Die Vielfalt des Islam berücksichtigen

Riem Spielhaus im Gespräch mit Alexandra Mangel · 29.03.2011
Der Ruf nach einem islamischen Dachverband für die vielen muslimischen Organisationen wird der Pluralität im Islam nicht gerecht, sagt die Islamwissenschaftlerin Riem Spielhaus. Muslime verschiedener Herkunft fühlten sich darin nicht repräsentiert.
Alexandra Mangel: Heute trifft sich in Berlin zum sechsten Mal die Deutsche Islam Konferenz. Geleitet wird sie vom neuen deutschen Innenminister Hans-Peter Friedrich, Vertreter von Bund, Ländern und Kommunen sind vertreten. Von muslimischer Seite nehmen sechs verschiedene Dachverbände teil, außerdem zehn Einzelpersonen, zum Beispiel der Politologe Hamed Abdel Samad und die Journalistin Sineb El Masrar.

Ein zentrales Thema ist die Einführung eines islamischen Religionsunterricht an deutschen Schulen. Und was da an Fortschritt zu erwarten ist, darüber möchte ich jetzt mit der Islamwissenschaftlerin Riem Spielhaus sprechen. Sie forscht seit Jahren zur Integration muslimischer Migranten, derzeit an der Universität Kopenhagen, und sie hat diese Islamkonferenz mit vorbereitet, und zwar im Rahmen des Planspiels "Junge Islamkonferenz", wo 40 Abiturienten und Studenten mit und ohne Migrationshintergrund im Rollenspiel und zusammen mit Wissenschaftlern diese Islamkonferenz schon mal durchgespielt haben. Guten Morgen, Frau Spielhaus!

Riem Spielhaus: Guten Morgen!

Mangel: Weiß man denn schon, was die "Junge Islamkonferenz" zum Thema islamischer Religionsunterricht an deutschen Schulen empfiehlt?

Spielhaus: Die "Junge Islamkonferenz" wird heute ihre Empfehlungen vorstellen, eine der Teilnehmerinnen wird bei der richtigen, großen Deutschen Islamkonferenz dabei sein und diese Empfehlungen, die diese 40 Jugendlichen erarbeitet haben, vorstellen. Und sie haben sie recht geheim gehalten, deswegen will ich das hier auch nicht verraten. Aber was man sagen kann, ist, dass diese "Junge Islamkonferenz" mit einem unglaublichen Engagement und Pragmatismus an die Sachen herangegangen sind.
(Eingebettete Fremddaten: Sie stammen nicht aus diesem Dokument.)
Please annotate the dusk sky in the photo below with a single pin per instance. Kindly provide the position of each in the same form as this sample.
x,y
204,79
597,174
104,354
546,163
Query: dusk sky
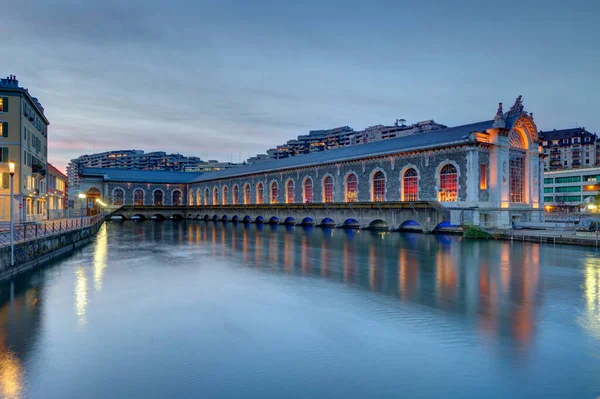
x,y
216,79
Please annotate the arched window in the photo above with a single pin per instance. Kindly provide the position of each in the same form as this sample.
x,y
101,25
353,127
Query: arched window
x,y
274,192
378,187
118,196
328,189
236,192
351,188
138,197
215,196
289,192
225,192
176,198
247,194
158,197
448,184
260,195
410,185
307,190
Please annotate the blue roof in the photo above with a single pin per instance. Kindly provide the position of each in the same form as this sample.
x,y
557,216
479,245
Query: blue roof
x,y
140,176
433,139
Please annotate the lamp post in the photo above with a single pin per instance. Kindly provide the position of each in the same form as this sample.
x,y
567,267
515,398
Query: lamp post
x,y
11,171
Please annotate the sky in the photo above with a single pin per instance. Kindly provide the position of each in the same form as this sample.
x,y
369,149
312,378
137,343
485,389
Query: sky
x,y
229,79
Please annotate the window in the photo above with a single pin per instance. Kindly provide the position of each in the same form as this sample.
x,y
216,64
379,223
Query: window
x,y
289,192
410,185
260,195
307,190
274,192
351,188
328,189
378,187
158,197
483,177
247,194
138,197
448,184
176,198
236,192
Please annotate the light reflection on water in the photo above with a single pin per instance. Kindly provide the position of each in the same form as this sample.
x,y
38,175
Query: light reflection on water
x,y
186,309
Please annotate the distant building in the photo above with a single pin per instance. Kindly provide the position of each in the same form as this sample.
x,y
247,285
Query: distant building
x,y
570,149
323,140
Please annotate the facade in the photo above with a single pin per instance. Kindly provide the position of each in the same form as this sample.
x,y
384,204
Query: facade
x,y
570,149
23,140
569,190
57,193
486,173
132,160
324,140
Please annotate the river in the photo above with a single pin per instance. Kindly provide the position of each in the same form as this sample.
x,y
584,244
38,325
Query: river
x,y
194,309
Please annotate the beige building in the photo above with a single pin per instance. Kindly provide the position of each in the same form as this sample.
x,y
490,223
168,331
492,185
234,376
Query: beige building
x,y
23,140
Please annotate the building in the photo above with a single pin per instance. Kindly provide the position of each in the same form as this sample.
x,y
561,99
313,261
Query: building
x,y
485,174
569,190
129,159
57,193
23,140
570,149
324,140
Und was im Mittelpunkt stand für diese Jugendlichen mit und ohne Migrationshintergrund, Musliminnen und Nichtmusliminnen, Christen und so weiter, das war die Frage, wie kann man Zusammenleben gemeinsam gestalten. Und die Frage zum Beispiel, ob der Islam zu Deutschland gehört, fanden sie relativ überflüssig. Die schien einfach nicht bei der Klärung der wichtigen Fragen in den Nachbarschaften, in den Schulen zu helfen.

Mangel: Pragmatisch heißt auch, dass die Religion da gar keine so große Rolle spielte?

Spielhaus: Nein, es ging durchaus auch um Religion, denn das war ja auch eben die "Junge Islamkonferenz", und man hat sich schon genau damit beschäftigt, was sind eigentlich die Fragen, die auch Musliminnen und Muslime bewegen, was sind die Fragen, die auf den verschiedenen Ebenen, die lokalen Ebenen, im Dorf, in der Stadt, im Stadtbezirk, aber dann eben auch auf der nationalen Ebene der Bundesrepublik geklärt werden müssten, um Muslimen und Nichtmuslimen ein gutes Zusammenleben zu gewährleisten?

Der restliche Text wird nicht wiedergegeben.